A notorious Queensland paedophile described as being a ticking "time bomb" for reoffending has made his latest legal bid for freedom.
Douglas Brian Jackway, once the prime suspect in the Daniel Morcombe murder case, is serving an indefinite sentence for the rape of a young girl and sexual assault of a boy in the 1990s.
The 41-year-old has made repeated attempts to be released but has so far been refused because he is considered a risk to the community.
Jackway made his annual application to be freed in the Brisbane Supreme Court on Monday.
His legal team argued he should be released into a community with other prisoners just outside the jail walls, where he would be monitored and fitted with a tracking device.
Several doctors gave evidence Jackway had made significant progress in the past year.
But all three agreed his antisocial personality disorder, ability to control his impulses and history of substance abuse continued to pose a risk.
Psychiatrist Dr Andrew Aboud said they could be mitigated to a degree through supervision.
"I think it needs to be pointed out that whatever measures are put in place, if any individual is living outside of a prison and they choose to reoffend, they can in fact reoffend," he said.
"It would be a case of catching up with him post-offence."
Dr Aboud said he did not think Jackway, who was himself abused as a child, would go looking for a victim but was more likely to reoffend if he became stressed and then resorted to drinking or taking drugs.

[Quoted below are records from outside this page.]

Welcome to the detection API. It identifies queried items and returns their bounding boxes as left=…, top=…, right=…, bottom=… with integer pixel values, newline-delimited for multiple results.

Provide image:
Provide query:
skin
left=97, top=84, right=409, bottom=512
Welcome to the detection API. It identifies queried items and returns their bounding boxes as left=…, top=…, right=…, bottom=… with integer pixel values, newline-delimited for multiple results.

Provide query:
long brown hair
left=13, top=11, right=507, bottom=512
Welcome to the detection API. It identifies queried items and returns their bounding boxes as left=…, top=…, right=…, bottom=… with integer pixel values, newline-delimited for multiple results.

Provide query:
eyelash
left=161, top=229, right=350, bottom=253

"Once he's intoxicated he's effectively in a very high-risk situation, in my view, like a time bomb that just takes a potential victim to cross him in order for him to go off."

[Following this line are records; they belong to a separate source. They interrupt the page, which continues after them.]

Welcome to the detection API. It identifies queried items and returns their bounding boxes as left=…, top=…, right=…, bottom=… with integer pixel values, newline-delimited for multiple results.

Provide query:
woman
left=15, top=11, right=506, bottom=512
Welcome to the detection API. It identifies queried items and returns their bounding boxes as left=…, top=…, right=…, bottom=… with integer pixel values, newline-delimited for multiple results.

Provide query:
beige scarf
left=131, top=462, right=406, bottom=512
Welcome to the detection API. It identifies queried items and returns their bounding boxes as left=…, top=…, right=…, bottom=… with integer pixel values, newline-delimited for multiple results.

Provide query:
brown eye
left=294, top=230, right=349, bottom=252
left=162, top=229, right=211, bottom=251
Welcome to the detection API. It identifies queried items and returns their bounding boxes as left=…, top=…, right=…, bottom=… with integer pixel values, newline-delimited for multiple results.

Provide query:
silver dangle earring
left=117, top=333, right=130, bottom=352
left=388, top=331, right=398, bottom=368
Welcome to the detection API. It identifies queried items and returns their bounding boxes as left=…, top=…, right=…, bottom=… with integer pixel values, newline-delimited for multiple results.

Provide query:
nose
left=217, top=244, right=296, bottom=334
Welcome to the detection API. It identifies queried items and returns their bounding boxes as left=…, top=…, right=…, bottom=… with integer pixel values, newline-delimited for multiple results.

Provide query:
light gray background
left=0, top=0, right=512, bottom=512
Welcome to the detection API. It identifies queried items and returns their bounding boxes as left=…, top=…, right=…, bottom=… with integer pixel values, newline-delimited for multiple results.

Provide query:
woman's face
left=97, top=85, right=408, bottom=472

The court heard Jackway was told at his 2017 review he needed to display good behaviour for a period of 12 months to even be considered for supervision.
Peter Dunning QC, representing the Queensland attorney-general, said although there had been a reduction in jailhouse incidents he still had a "way to go".
Defence barrister John Allen QC said the only incident of note was in July 2017 when he made threats to prison officers.
"There was no actual physical violence," he said.
"It's hard to put it above anything more than insubordinate verbal abuse."
Psychiatrist Dr Donald Grant said although Jackway appeared to be "getting a handle" on controlling his impulses, in his opinion he still needed to go 12 months incident-free before he was considered for supervised release.
"It's going to be very, very difficult for Mr Jackway to go into the community," he said.
"He's been in custody in one form or another for almost all of his life since he was 15."
Justice Graeme Crow will hand down his decision at a later date.